5.       Scrambling – These 1920 bits are scrambled with a scrambling sequence as long as 1920 bits
6.       Modulation (QPSK) – A QPSK modulation is performed over these 1920 bits to obtain 960 complex QPSK symbols
This is the basic operation for PBCH encoding, but since the PBCH has to be transmitted every 10 milliseconds on subframe 0 of all radio frames, the PBCH modulation buffer is divided into 4 sub-buffers each as long as 240 complex symbols. Each sub-buffer  is transmitted in PBCH and by the time the last sub buffer is transmitted on PBCH, a new MIB is arrived from higher layer which is again encoded using the above method and the process continues.

MIB Transmission on PBCH
As you see from the above diagram, a new MIB is generated by higher layers whenever the Radio frame number satisfies the condition (Radioframe Number Modulo 4 is zero) RF%4=0. The grey boxes in the diagram are the first subframe of each radio frame or subframe-0. Also you know that PBCH output is 960 complex symbols long and that is divided into 4 parts and each parts are transmitted in consecutive radioframes, which can also be seen the diagram, where the first 240 bits goes in RF-0, the next 240 bits in RF-1 and so on.
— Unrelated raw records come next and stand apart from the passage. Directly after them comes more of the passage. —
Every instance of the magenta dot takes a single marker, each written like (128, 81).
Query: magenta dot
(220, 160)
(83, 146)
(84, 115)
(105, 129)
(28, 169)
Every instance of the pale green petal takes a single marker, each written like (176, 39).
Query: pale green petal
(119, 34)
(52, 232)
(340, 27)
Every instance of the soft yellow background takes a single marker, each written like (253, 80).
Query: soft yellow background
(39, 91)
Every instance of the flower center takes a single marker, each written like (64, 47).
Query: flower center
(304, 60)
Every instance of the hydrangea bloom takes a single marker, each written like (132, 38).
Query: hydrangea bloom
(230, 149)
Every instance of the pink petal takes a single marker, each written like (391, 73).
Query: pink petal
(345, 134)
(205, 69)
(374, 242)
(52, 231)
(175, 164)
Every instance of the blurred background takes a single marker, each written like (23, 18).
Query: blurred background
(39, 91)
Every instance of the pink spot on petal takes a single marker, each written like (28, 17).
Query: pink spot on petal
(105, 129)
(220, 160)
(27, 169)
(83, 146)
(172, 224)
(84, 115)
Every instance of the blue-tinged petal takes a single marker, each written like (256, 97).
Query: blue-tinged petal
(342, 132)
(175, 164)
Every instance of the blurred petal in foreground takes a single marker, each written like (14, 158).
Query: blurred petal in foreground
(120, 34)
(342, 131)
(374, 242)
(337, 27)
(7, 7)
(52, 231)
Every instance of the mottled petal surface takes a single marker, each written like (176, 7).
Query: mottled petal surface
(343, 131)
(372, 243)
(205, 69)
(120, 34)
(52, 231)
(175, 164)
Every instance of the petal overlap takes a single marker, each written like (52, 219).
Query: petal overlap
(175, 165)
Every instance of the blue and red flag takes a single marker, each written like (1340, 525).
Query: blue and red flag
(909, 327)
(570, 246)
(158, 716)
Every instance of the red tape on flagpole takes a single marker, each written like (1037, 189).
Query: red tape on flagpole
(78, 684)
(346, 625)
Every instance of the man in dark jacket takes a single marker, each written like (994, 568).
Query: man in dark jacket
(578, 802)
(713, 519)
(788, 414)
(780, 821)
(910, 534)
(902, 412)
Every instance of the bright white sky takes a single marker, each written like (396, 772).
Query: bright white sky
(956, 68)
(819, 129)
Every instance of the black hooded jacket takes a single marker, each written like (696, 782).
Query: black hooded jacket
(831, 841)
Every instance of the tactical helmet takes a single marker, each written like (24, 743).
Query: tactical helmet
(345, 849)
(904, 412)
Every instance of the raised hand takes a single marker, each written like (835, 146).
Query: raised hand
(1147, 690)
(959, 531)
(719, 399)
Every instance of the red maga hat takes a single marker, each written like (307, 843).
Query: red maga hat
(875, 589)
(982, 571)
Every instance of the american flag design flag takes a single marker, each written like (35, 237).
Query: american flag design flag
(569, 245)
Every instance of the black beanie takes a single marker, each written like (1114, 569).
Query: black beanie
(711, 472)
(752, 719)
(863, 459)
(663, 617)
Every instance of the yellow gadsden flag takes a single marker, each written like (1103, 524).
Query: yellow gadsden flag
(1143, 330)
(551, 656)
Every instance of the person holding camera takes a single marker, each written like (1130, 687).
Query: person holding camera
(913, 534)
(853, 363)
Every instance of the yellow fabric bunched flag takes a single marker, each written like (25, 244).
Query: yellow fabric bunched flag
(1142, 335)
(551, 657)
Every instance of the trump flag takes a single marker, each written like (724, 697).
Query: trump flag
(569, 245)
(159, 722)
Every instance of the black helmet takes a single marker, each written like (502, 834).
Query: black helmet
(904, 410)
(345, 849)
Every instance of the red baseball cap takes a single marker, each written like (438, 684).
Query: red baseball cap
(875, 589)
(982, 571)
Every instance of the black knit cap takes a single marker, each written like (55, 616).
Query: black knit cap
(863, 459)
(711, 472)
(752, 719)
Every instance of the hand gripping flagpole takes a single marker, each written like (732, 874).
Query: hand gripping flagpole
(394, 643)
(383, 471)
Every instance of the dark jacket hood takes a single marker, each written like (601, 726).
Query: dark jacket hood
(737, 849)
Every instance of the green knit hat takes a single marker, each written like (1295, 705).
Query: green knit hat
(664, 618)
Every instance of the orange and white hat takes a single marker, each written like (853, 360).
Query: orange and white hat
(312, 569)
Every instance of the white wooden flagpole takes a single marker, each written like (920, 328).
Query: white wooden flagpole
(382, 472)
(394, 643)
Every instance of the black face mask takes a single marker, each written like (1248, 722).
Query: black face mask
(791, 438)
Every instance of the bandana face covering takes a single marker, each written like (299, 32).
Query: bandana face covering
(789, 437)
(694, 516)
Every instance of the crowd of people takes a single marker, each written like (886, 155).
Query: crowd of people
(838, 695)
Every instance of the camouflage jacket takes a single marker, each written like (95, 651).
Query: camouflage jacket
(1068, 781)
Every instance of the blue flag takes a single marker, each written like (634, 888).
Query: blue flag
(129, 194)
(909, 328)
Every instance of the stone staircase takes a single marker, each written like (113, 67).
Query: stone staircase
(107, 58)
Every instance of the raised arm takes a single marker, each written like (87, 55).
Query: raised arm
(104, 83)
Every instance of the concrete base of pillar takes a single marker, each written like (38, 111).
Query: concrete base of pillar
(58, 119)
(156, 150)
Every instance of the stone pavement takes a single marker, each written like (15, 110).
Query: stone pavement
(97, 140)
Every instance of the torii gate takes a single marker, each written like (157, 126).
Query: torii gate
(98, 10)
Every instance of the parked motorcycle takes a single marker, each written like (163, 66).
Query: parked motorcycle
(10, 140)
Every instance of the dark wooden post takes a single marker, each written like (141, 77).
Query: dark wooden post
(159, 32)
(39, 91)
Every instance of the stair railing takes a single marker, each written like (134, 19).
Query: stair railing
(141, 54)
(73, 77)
Just to note, each individual PBCH are independently decodable, what I mean here is, if the UE finds the PBCH in RF-0 he can still decode the all contents of MIB without waiting for the parts of the PBCH in coming in next radioframes.

Significance of MIB for UE
MIB is a very crucial information that a UE need to acquire before it can start any transaction with the eNodeB because it know all the vital information in the MIB as explained above and also it will come to know the 40 millisecond boundary from the decoded MIB. The System frame number transmitted within the PBCH will remain same for 4 radio frames, because of the same fact that 4 consecutive radio frames are transmitted the same MIB information. Now for a UE to know the 40  millisecond boundary, all it has to find is 4 consecutive system frame numbers that are same. Now from the same diagram, RF-0 to RF-3 will have same system frame number within.
So for the best case, if the UE starts decoding the MIB from RF-0 it will see same system frame number for 4 consecutive radio frames and it will understand that RF-0 is the 40 millisecond boundary. For the worst case, if UE decodes RF-1 first then he will see same system frame numbers in RF-1, RF-2, RF-3 and a different one in RF-4 so he continues decoding the PBCH till RF-5, RF-6 & RF-7 and he sees a same system frame number from RF-4 to RF-7 and hence decides that RF-4 is the 40 millisecond boundary.
So from system point of view, a UE can decode the MIB & 40 millisecond boundary in 40 milliseconds for the best case and 70 milliseconds for the worst case, considering the latency start count from the time RF-0 was transmitted.